CS 111

Scribe Notes for 12/3/09

by Ryan Harris, Mike Hess

Cloud Computing

Mainframes - 1960's

  • Data-intensive
  • Had problems with data optimization - couldn't figure out how to stream data to CPU at right time
  • Reliability
  • IBM, Fujitsu

Clusters - 1990's

A cluster is basically a large amount of Linux boxes linked together by an IP network. Each box is it's own computer (could be thought of as a mini-mainframe). Also the machines don't need to be identical, therefore they are heterogeneous.

  • Beowulf
  • SGE (Sun Grid Engine)

Clouds

Clouds can be though of as "clusters of clusters." Since there are already prexisting clusters around the country, they can just be linked toghether through networks, therefore the clusters are phyiscally separated from each other. This present some problems, like ownership, because different people already own the individual clusters.

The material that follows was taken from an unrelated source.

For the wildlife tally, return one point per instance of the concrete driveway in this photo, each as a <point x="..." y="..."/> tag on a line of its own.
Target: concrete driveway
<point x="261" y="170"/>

  • Not just one owner, user, or organization
  • Primary obstacle to clouds are political issues
    • Who controls the cloud? (since clusters are spread around)
    • Who pays?
  • Political issues get merged into techinical issues
    • Security
    • Resource management
  • Amazon EC2, Globus

Advantages over clusters and grids

  • Short-term commitment
    • Buy computing power of someone else's cloud
    • Don't need capital investment
  • Pay as needed
  • No predicting what resources you will need
  • Can grow quickly - fast scaling

Disadvantages

  • Price to make cloud
  • It all depends
    • If you know how much computing you need and its relatively stable, buy a cluster because its cheaper
    • Run the numbers vs. clusters
  • Privacy
    • Data confidentiality
    • Encrypt data to and from the cloud
    • Must trust whoever runs the cloud - could be a bugged virtual CPU so they can see code
  • Network latency - don't want to run real-time applications on clouds
  • Data transfer bottlenecks
    • BIG unsolved problem
    • Archive data?
    • "sneakernet" - style technology
  • Bugs
    • Hard ones that show up as you scale
    • No easy solution - unsolved (if solving cheaply)
  • Other security issues
    • Denial of service attack
    • Physical attacks
  • Overload risks
    • Everyone's needs could exceeed the cloud's capacity
    • Multiple suppliers
    • Societal risk
    • Overload of data acces is often biggest problem - scalable storage

Vendor Lock-In

  • Could get stuck to the vendor who owns the cluster, like Microsoft

Software Licensing

  • Can't license tons of Windows copies for millions of machines - too expensive!
  • Big-bucks problem (licensing formulas)
  • Proprietary
  • Free software - problem: you take Linux, run it in cloud, don't distribute it though

Security Again

We need some sort of access control, so we prohibit "bad" accesses and allow "good" accesses. However, we want to accurately be able to tell which are "good" and which are "bad". We don't want to incorrectly label an access and deny "good" ones and accept "bad" ones. Traditional Unix had permissions, with a user, group, and other part (rwxrwxrwx). In original unix the user belonged to 1 group, but in BSD the user can belong to multiple groups.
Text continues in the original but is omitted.